国に計画変更申請/新し尿処理施設建設
平良荷川取に見直し/下水と一体処理、24年供用目指す
伊良部佐和田で計画していた新し尿処理施設建設の見直しを検討していた座喜味一幸市長は国(防衛省沖縄防衛局)に対し、計画変更を申請した。見直し案では、し尿を平良荷川取の下水道終末処理場に投入するための前処理施設を整備するとしており、事業費は当初計画の36億円から22億円に圧縮される。市は供用開始を当初計画の2024年度を目指すとしている。
計画変更申請は9月30日付。1日、座喜味市長が会見し、これまでの経過を説明した。座喜味市長は「これまでの経過を防衛局に理解してもらい、変更申請書を提出した。今後は防衛局で変更案を審査してもらい、承認をいただくことになった」と述べた。防衛局に対して▽国が進める4省一体処理、共同化を図る▽事業費の効率化、適正化▽し尿処理業者、市民負担の増加の懸念-などを説明したという。
座喜味市長は「議会でも事業がなくなるのではないか、獲得できた予算が執行できなくなるのではとの不安の意見があったが、防衛局に理解していただいた」と説明した。
生活排水の下水道、農漁業集落排水、し尿の処理はそれぞれ所管省が異なる。下水道は国土交通省、集落排水は農林水産省、し尿は環境省。本来、し尿は下水道施設では処理できない仕組み。市のし尿処理はクリーンセンターの建て替えの際に、県知事の認可を得て下水道の処理施設に希釈して投入する方法に変わった。市には現在、し尿処理施設はない。一時的に下水道施設を借りて処理している状況。

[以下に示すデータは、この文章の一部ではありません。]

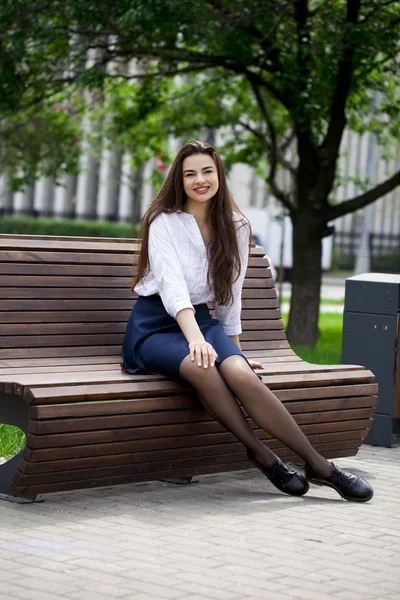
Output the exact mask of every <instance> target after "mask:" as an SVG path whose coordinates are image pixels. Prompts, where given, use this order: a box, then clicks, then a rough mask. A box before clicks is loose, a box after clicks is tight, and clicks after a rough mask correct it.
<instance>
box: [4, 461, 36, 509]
mask: <svg viewBox="0 0 400 600" xmlns="http://www.w3.org/2000/svg"><path fill="white" fill-rule="evenodd" d="M22 452H23V450H21V452H20V453H19V454H17V455H16V456H14V457H13V458H11V459H10V460H9V461H7V462H6V463H4V464H2V465H0V500H8V501H9V502H17V503H18V504H26V503H28V502H34V500H35V498H36V495H35V496H11V495H10V494H9V493H8V491H9V488H10V484H11V481H12V479H13V477H14V473H15V472H16V470H17V469H18V465H19V461H20V460H21V458H22Z"/></svg>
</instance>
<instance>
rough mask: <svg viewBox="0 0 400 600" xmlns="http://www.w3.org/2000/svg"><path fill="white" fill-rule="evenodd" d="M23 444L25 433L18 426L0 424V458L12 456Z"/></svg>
mask: <svg viewBox="0 0 400 600" xmlns="http://www.w3.org/2000/svg"><path fill="white" fill-rule="evenodd" d="M24 444H25V434H24V433H23V432H22V431H21V430H20V429H18V427H11V426H10V425H0V458H7V459H8V458H12V457H13V456H15V455H16V454H18V452H19V451H20V450H21V449H22V448H23V447H24Z"/></svg>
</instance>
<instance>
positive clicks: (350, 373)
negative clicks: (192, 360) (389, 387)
mask: <svg viewBox="0 0 400 600" xmlns="http://www.w3.org/2000/svg"><path fill="white" fill-rule="evenodd" d="M357 373H358V372H357V371H350V372H348V373H339V374H336V373H333V374H332V375H333V376H336V375H338V377H339V378H335V377H329V374H320V373H314V374H310V375H308V381H306V382H305V381H304V380H303V377H304V375H297V376H296V375H286V376H285V377H280V378H278V377H275V379H276V381H275V385H274V389H275V390H276V395H278V393H277V392H278V391H280V392H282V391H283V390H284V389H286V388H288V389H292V390H293V389H301V387H302V386H304V384H305V383H306V384H308V383H310V384H312V386H313V387H312V388H311V387H310V389H308V390H307V393H308V397H310V398H311V397H312V398H314V397H315V395H314V394H315V393H316V392H315V391H314V387H316V388H319V387H320V386H325V387H328V389H331V390H336V388H337V387H338V386H339V384H343V385H345V384H347V385H349V384H353V385H359V384H362V383H369V380H370V379H372V377H368V376H364V374H362V375H361V377H359V376H357ZM362 373H363V372H362ZM289 377H290V378H291V380H292V381H291V386H289V385H286V383H287V382H286V380H287V378H289ZM150 378H151V379H150ZM366 379H367V380H366ZM146 380H147V381H146ZM279 383H280V384H281V385H279ZM333 384H335V385H333ZM177 385H178V384H176V385H175V384H173V383H172V382H170V381H169V380H167V379H165V378H161V377H158V376H156V375H153V376H151V375H149V376H146V375H140V376H138V375H136V376H135V379H134V380H133V381H132V382H129V383H117V382H115V383H113V384H112V385H109V384H108V383H104V384H103V385H99V384H92V385H90V384H86V385H79V386H77V388H75V386H72V385H71V386H67V385H65V386H61V385H60V386H58V387H54V386H50V387H34V386H30V387H31V390H29V391H26V392H25V394H24V398H25V400H26V402H27V403H29V404H33V405H34V404H63V403H65V402H84V401H86V402H93V401H97V400H100V399H101V400H112V399H113V398H115V397H116V396H117V397H118V398H121V399H122V398H132V399H134V398H138V397H141V395H145V397H150V396H152V395H154V394H157V392H158V395H167V394H168V392H171V393H174V394H178V393H179V394H180V393H186V392H187V391H190V388H184V387H183V386H182V387H177ZM305 387H307V386H305ZM15 393H18V391H15ZM19 393H22V390H21V391H20V392H19ZM366 393H369V392H366ZM371 393H372V394H373V393H376V391H375V392H371ZM278 397H279V395H278Z"/></svg>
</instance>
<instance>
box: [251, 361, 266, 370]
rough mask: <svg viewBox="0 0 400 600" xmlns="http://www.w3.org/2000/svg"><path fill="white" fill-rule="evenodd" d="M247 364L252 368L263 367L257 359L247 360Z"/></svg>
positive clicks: (258, 367)
mask: <svg viewBox="0 0 400 600" xmlns="http://www.w3.org/2000/svg"><path fill="white" fill-rule="evenodd" d="M249 364H250V366H251V367H253V369H263V368H264V365H263V364H262V363H260V362H258V360H249Z"/></svg>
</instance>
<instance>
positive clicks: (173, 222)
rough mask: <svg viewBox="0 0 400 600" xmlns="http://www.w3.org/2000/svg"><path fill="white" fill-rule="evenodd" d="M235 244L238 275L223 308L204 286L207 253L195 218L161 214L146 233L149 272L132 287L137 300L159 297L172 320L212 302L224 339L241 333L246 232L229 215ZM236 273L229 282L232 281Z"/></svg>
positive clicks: (245, 263) (248, 234) (213, 294)
mask: <svg viewBox="0 0 400 600" xmlns="http://www.w3.org/2000/svg"><path fill="white" fill-rule="evenodd" d="M233 217H234V222H235V224H236V235H237V239H238V244H239V252H240V259H241V272H240V276H239V278H238V279H237V280H236V281H235V282H234V283H233V285H232V294H233V302H232V304H228V305H227V306H224V305H220V304H218V303H217V302H214V294H213V290H212V289H210V288H209V286H208V285H207V272H208V258H207V250H206V246H205V244H204V240H203V237H202V235H201V232H200V229H199V226H198V224H197V221H196V219H195V216H194V215H192V214H189V213H185V212H184V211H177V212H175V213H170V214H167V213H161V214H160V215H158V216H157V217H156V218H155V219H154V221H153V222H152V223H151V225H150V229H149V267H150V269H149V272H148V274H147V275H146V276H145V277H144V278H143V279H142V280H141V281H140V282H139V283H138V284H137V285H136V286H135V288H134V291H135V292H136V293H137V294H138V295H139V296H151V295H152V294H159V295H160V297H161V300H162V302H163V304H164V308H165V310H166V311H167V313H168V314H169V315H170V316H171V317H173V318H174V319H175V317H176V315H177V313H178V312H179V311H180V310H182V309H183V308H191V309H192V310H193V312H196V311H195V309H194V307H193V305H194V304H202V303H204V302H211V303H212V302H214V308H215V313H216V317H217V319H218V321H219V322H220V324H221V325H222V327H223V329H224V331H225V333H226V334H227V335H238V334H240V333H242V327H241V321H240V317H241V310H242V287H243V281H244V278H245V275H246V269H247V263H248V252H249V243H250V229H249V227H248V226H247V225H246V223H245V221H244V220H243V218H242V217H241V216H240V215H238V214H237V213H236V212H234V213H233ZM236 275H237V272H236V273H235V275H234V277H233V279H235V277H236Z"/></svg>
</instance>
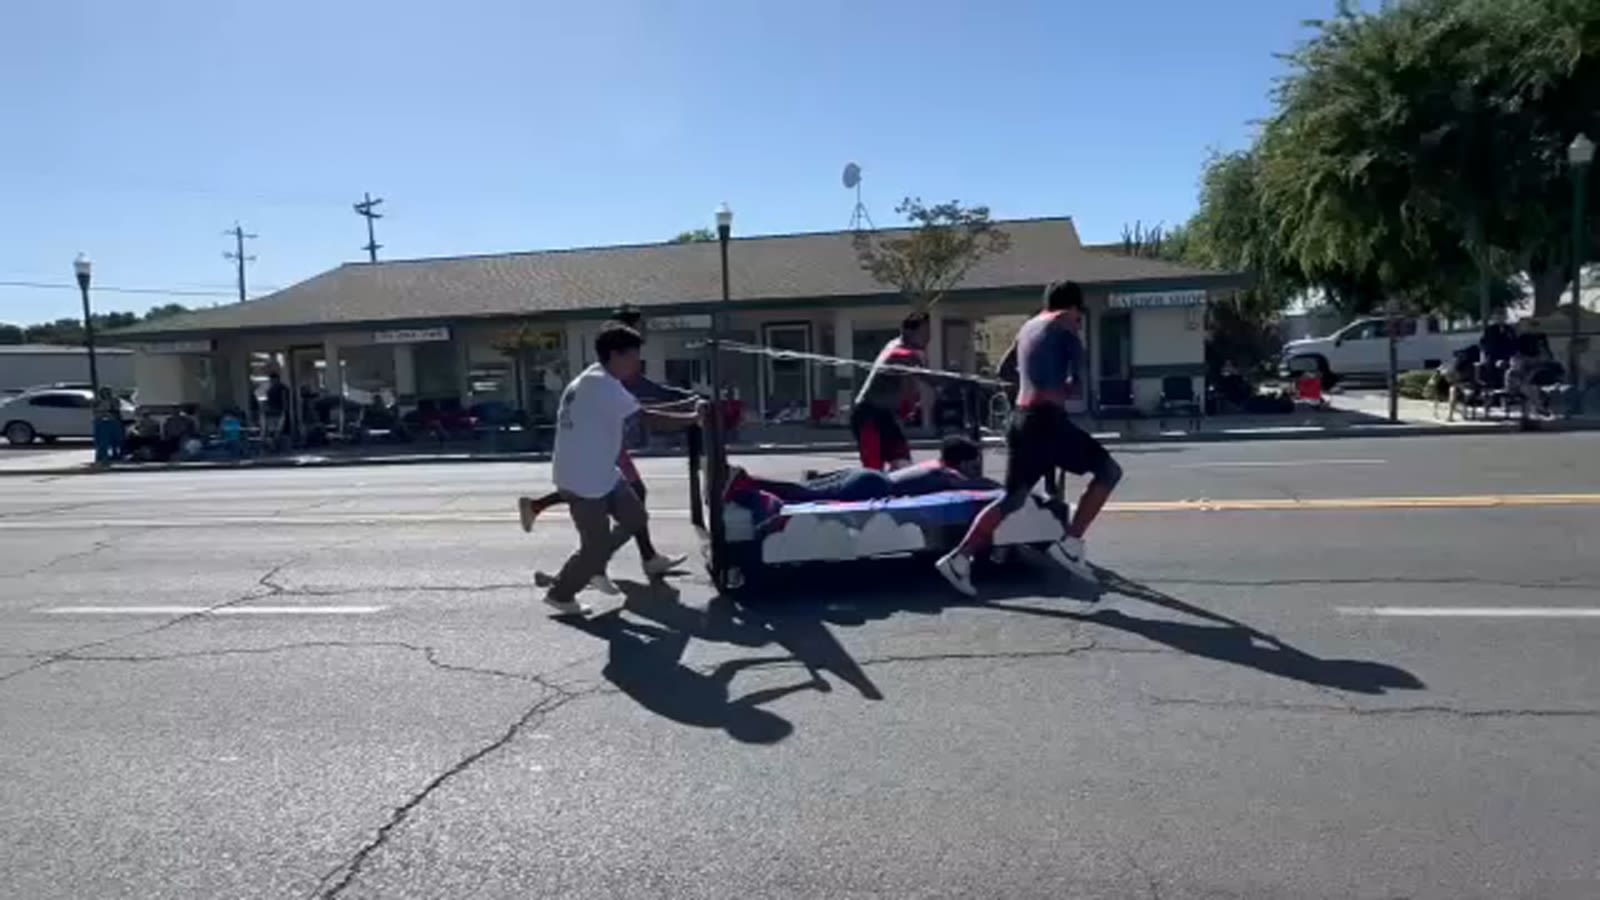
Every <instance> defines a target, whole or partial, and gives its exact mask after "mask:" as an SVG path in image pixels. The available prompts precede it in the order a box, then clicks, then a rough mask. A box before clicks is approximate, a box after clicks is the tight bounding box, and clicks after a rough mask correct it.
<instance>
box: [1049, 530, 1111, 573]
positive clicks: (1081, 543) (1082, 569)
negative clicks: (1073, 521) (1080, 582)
mask: <svg viewBox="0 0 1600 900" xmlns="http://www.w3.org/2000/svg"><path fill="white" fill-rule="evenodd" d="M1048 552H1050V559H1053V560H1054V562H1056V565H1059V567H1062V569H1066V570H1067V572H1070V573H1074V575H1077V577H1078V578H1083V580H1085V581H1088V583H1091V585H1099V575H1096V573H1094V567H1093V565H1090V560H1088V556H1086V554H1085V549H1083V538H1074V536H1072V535H1067V536H1064V538H1061V540H1059V541H1056V543H1053V544H1050V551H1048Z"/></svg>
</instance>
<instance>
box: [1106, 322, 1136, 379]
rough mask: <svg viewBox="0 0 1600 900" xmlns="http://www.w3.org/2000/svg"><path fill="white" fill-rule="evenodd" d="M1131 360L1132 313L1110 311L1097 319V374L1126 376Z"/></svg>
mask: <svg viewBox="0 0 1600 900" xmlns="http://www.w3.org/2000/svg"><path fill="white" fill-rule="evenodd" d="M1131 362H1133V315H1128V314H1126V312H1120V314H1118V312H1110V314H1106V315H1102V317H1101V320H1099V376H1101V378H1128V373H1130V372H1131V370H1130V364H1131Z"/></svg>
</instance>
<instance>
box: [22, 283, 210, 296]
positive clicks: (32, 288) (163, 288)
mask: <svg viewBox="0 0 1600 900" xmlns="http://www.w3.org/2000/svg"><path fill="white" fill-rule="evenodd" d="M0 288H30V290H74V291H75V290H78V285H75V283H67V282H5V280H0ZM94 291H96V293H98V291H106V293H138V295H155V296H234V291H221V290H190V288H123V287H112V285H94Z"/></svg>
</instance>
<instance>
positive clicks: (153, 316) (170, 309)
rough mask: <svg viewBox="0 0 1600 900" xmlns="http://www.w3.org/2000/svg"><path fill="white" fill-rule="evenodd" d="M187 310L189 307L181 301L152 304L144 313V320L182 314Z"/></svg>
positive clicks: (154, 318) (185, 311) (159, 318)
mask: <svg viewBox="0 0 1600 900" xmlns="http://www.w3.org/2000/svg"><path fill="white" fill-rule="evenodd" d="M184 312H189V307H187V306H184V304H181V303H165V304H162V306H152V307H150V309H149V311H146V314H144V322H155V320H157V319H171V317H173V315H182V314H184Z"/></svg>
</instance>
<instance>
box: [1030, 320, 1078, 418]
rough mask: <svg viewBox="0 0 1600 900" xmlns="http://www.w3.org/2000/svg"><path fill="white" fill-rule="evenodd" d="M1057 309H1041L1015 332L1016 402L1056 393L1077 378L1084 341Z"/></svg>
mask: <svg viewBox="0 0 1600 900" xmlns="http://www.w3.org/2000/svg"><path fill="white" fill-rule="evenodd" d="M1058 317H1059V312H1040V314H1038V315H1035V317H1032V319H1029V320H1027V322H1024V323H1022V328H1021V330H1018V333H1016V375H1018V402H1019V404H1027V402H1029V400H1032V399H1034V397H1038V396H1040V394H1046V392H1053V394H1059V392H1061V391H1064V389H1066V388H1067V384H1069V383H1077V381H1078V362H1080V360H1082V359H1083V344H1082V343H1080V341H1078V336H1077V335H1074V333H1072V330H1070V328H1067V327H1066V323H1062V322H1058V320H1056V319H1058Z"/></svg>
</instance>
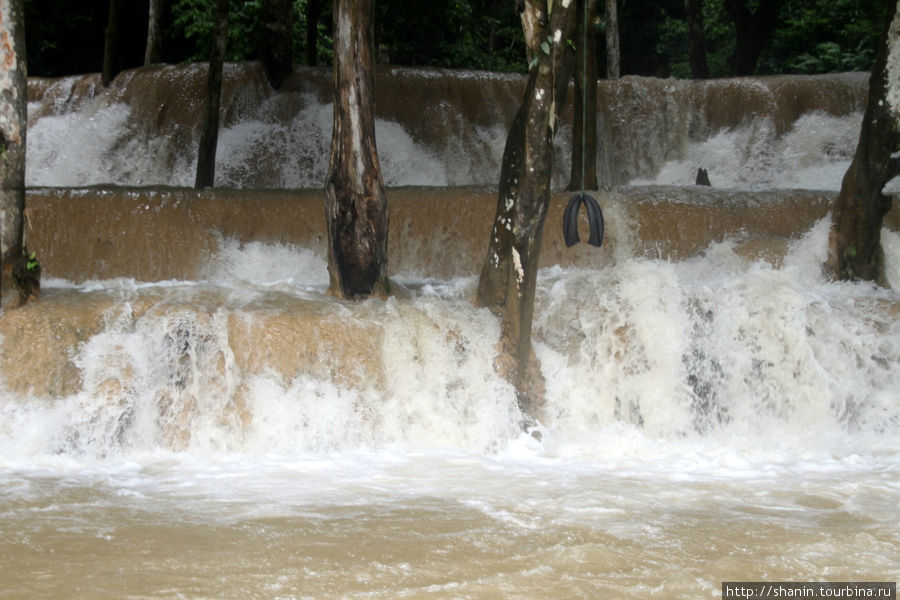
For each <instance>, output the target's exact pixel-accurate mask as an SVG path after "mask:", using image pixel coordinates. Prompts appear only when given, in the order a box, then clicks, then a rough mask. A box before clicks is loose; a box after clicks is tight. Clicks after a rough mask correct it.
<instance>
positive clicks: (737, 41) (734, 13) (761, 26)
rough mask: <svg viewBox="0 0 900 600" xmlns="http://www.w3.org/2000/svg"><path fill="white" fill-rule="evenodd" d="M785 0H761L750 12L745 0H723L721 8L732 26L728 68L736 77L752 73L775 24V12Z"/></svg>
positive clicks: (771, 31)
mask: <svg viewBox="0 0 900 600" xmlns="http://www.w3.org/2000/svg"><path fill="white" fill-rule="evenodd" d="M785 2H786V0H760V1H759V5H758V6H757V7H756V12H750V9H749V8H748V7H747V6H746V4H745V0H724V4H723V6H724V8H725V11H726V12H727V13H728V15H729V16H730V17H731V20H732V22H733V23H734V27H735V34H736V39H735V45H734V53H733V54H732V57H731V71H732V74H733V75H736V76H738V77H743V76H748V75H753V73H754V72H755V71H756V63H757V62H758V61H759V55H760V54H762V51H763V48H764V47H765V45H766V44H767V43H768V42H769V40H770V39H772V34H773V33H774V32H775V28H776V27H777V26H778V13H779V12H781V7H782V6H784V4H785Z"/></svg>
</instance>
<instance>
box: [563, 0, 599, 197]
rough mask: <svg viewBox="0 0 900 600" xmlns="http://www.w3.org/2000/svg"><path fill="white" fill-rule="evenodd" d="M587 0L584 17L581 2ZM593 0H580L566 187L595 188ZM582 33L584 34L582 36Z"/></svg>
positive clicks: (592, 188)
mask: <svg viewBox="0 0 900 600" xmlns="http://www.w3.org/2000/svg"><path fill="white" fill-rule="evenodd" d="M582 2H588V12H587V19H585V18H584V14H585V13H584V4H582ZM596 11H597V2H596V0H582V1H581V2H579V8H578V16H577V20H578V31H577V34H576V36H577V37H576V40H575V47H576V48H577V50H576V59H575V68H574V70H573V72H574V76H575V103H574V104H575V106H574V112H573V123H572V170H571V172H570V174H569V185H568V188H567V189H569V190H580V189H589V190H596V189H597V187H598V184H597V53H596V52H595V49H596V47H597V44H596V41H597V40H596V34H595V33H594V28H593V27H591V23H593V22H594V19H595V18H596V16H597V12H596ZM585 33H586V34H587V37H585Z"/></svg>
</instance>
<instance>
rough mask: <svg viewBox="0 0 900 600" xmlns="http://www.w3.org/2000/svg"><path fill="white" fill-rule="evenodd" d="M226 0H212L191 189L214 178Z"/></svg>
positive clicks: (224, 62) (218, 141)
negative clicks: (207, 59)
mask: <svg viewBox="0 0 900 600" xmlns="http://www.w3.org/2000/svg"><path fill="white" fill-rule="evenodd" d="M229 9H230V6H229V0H216V24H215V29H214V31H213V39H212V47H211V48H210V52H209V72H208V74H207V78H206V105H205V108H204V110H203V124H202V129H201V131H200V146H199V148H198V152H197V176H196V178H195V180H194V187H195V188H198V189H199V188H204V187H212V186H213V184H214V183H215V179H216V147H217V146H218V143H219V105H220V104H221V100H222V68H223V66H224V63H225V47H226V45H227V44H228V13H229Z"/></svg>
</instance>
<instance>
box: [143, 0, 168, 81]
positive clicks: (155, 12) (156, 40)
mask: <svg viewBox="0 0 900 600" xmlns="http://www.w3.org/2000/svg"><path fill="white" fill-rule="evenodd" d="M163 6H164V5H163V0H150V7H149V14H148V18H147V47H146V49H145V50H144V64H145V65H153V64H156V63H160V62H162V12H163Z"/></svg>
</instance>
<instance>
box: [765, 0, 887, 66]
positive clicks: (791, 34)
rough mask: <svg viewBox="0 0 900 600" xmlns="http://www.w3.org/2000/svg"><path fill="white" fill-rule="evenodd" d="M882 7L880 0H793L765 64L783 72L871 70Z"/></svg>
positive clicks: (882, 12)
mask: <svg viewBox="0 0 900 600" xmlns="http://www.w3.org/2000/svg"><path fill="white" fill-rule="evenodd" d="M884 9H885V4H884V2H883V1H882V0H791V1H790V2H788V5H787V6H786V7H785V9H784V11H783V12H782V15H781V18H782V21H783V23H784V25H783V26H781V28H779V29H778V30H777V31H776V32H775V38H774V39H773V40H772V44H771V46H770V49H769V50H768V51H767V52H766V53H765V54H764V56H763V57H762V59H761V63H762V65H761V66H762V68H763V69H764V70H765V71H766V72H780V73H828V72H835V71H865V70H868V69H870V68H871V67H872V62H873V61H874V60H875V49H876V48H877V47H878V37H879V36H880V35H881V23H882V17H883V15H884Z"/></svg>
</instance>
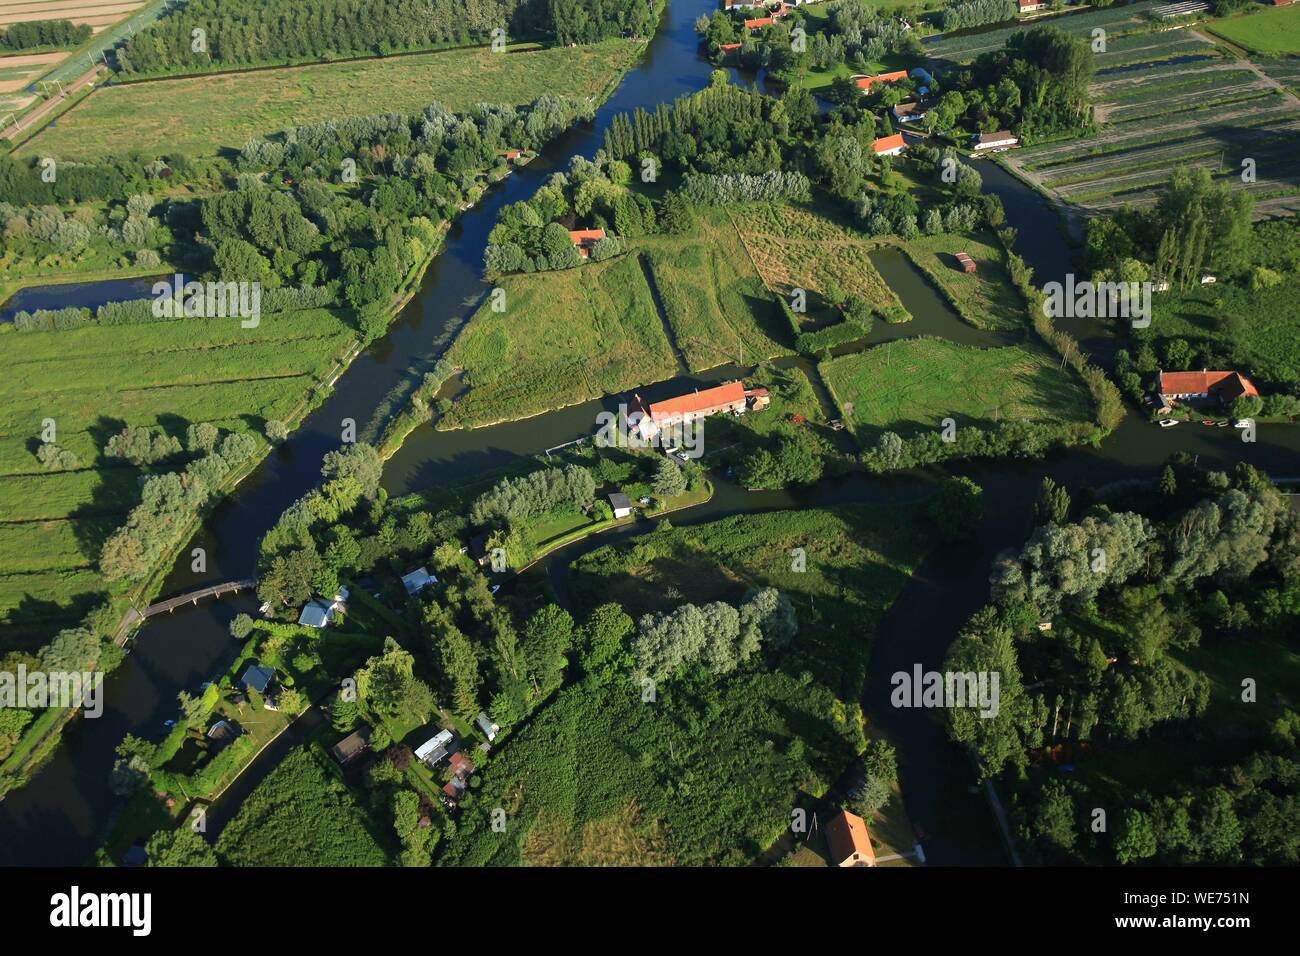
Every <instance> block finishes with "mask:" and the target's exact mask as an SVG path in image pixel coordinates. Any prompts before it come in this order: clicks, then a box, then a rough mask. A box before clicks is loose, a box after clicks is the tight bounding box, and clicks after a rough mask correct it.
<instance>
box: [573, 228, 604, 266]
mask: <svg viewBox="0 0 1300 956" xmlns="http://www.w3.org/2000/svg"><path fill="white" fill-rule="evenodd" d="M603 238H604V230H603V229H571V230H569V239H571V241H572V242H573V245H575V246H577V254H578V255H580V256H581V258H582V259H588V258H590V255H591V245H593V243H594V242H595V241H597V239H603Z"/></svg>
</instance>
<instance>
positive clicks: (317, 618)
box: [298, 597, 334, 627]
mask: <svg viewBox="0 0 1300 956" xmlns="http://www.w3.org/2000/svg"><path fill="white" fill-rule="evenodd" d="M331 617H334V605H331V604H330V602H329V601H325V600H324V598H320V597H313V598H312V600H311V601H308V602H307V606H305V607H303V613H302V614H299V615H298V623H299V624H303V626H304V627H325V624H328V623H329V620H330V618H331Z"/></svg>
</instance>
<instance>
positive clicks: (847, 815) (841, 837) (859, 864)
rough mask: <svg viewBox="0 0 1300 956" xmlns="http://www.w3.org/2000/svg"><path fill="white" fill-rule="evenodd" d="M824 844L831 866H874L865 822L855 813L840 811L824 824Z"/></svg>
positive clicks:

市は、19年3月にいったん平良荷川取の投入施設を増強することを決定していたが、わずか1年後の20年3月には、伊良部佐和田でし尿処理施設を整備する計画に転換している。転換の理由について「十分調査できていない部分もある」としながらも「防衛予算が確保できるということがあったのではないか」と推察した。